The centennial year also featured a fish fry and square-dancing night, held in May at the Appalachian Clubhouse in the park’s Elkmont district. The event was an homage to the club’s earlier days, when members gathered regularly to dance the night away. That type of off-trail social component has faded away over recent decades, but May’s event was such a success that Dunkin expects to see more dancing in SMHC’s future.
“Our intent was really just to bring awareness to our past,” said former SMHC President Ken Wise, who was highly involved in the two years of planning that led up to the centennial celebrations.
With the centennial now in the rearview, the club is turning its attention toward what it hopes will be another 100-plus years of caring for the park.

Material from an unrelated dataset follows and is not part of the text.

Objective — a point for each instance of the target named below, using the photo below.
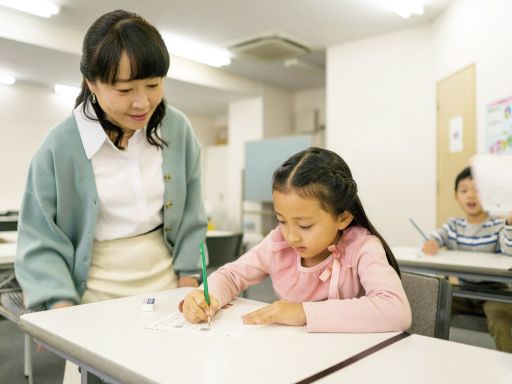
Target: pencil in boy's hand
(419, 229)
(205, 281)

“We’re probably going to become much more involved with the maintenance of the Appalachian Trail,” Wise said. The club’s involvement is already high, but so are the pressures the trail faces. Both visitation to the park and thru-hiking attempts on the AT have surged in recent decades, leaving shelters overcrowded, privies overused, and vulnerable sections of trail eroded. “We’ve got to work on long-range plans on how to deal with this.”
The club also plans to become more vocal when weighing in on environmental issues affecting the park.
“One of the big issues with the national park now is just encroachment, because we have such a huge visitation issue,” said Dunkin. “That’s great for the economy, but building cabins and roads all around the area, it’s difficult for the park to protect that environment sometimes, and we want to be advocates to support the park. We want to help them maintain the park so that when people drive into Sugarlands or Cades Cove or wherever, it’s going to be that wonderful place that the founders of the club saw it as. And that’s the challenge with the changing world we live in.”
Telling the future is an impossible task, and those early members of SMHC who were instrumental in creating the national park could never have predicted how popular it would become—or the intensity of the pressures it would face. But for the park, having a committed group like SMHC at its side offers assurance that it will have support as it seeks the best way forward.
“As they celebrate their 100th year, Smoky Mountains Hiking Club members continue to make contributions that improve the visitor experience and that protect the park for future generations,” said Boone Vandzura, Chief Ranger at Great Smoky Mountains National Park. “We’re grateful for their dedication to the trails of the Smokies and to the countless volunteer hours they’ve given as an organization.”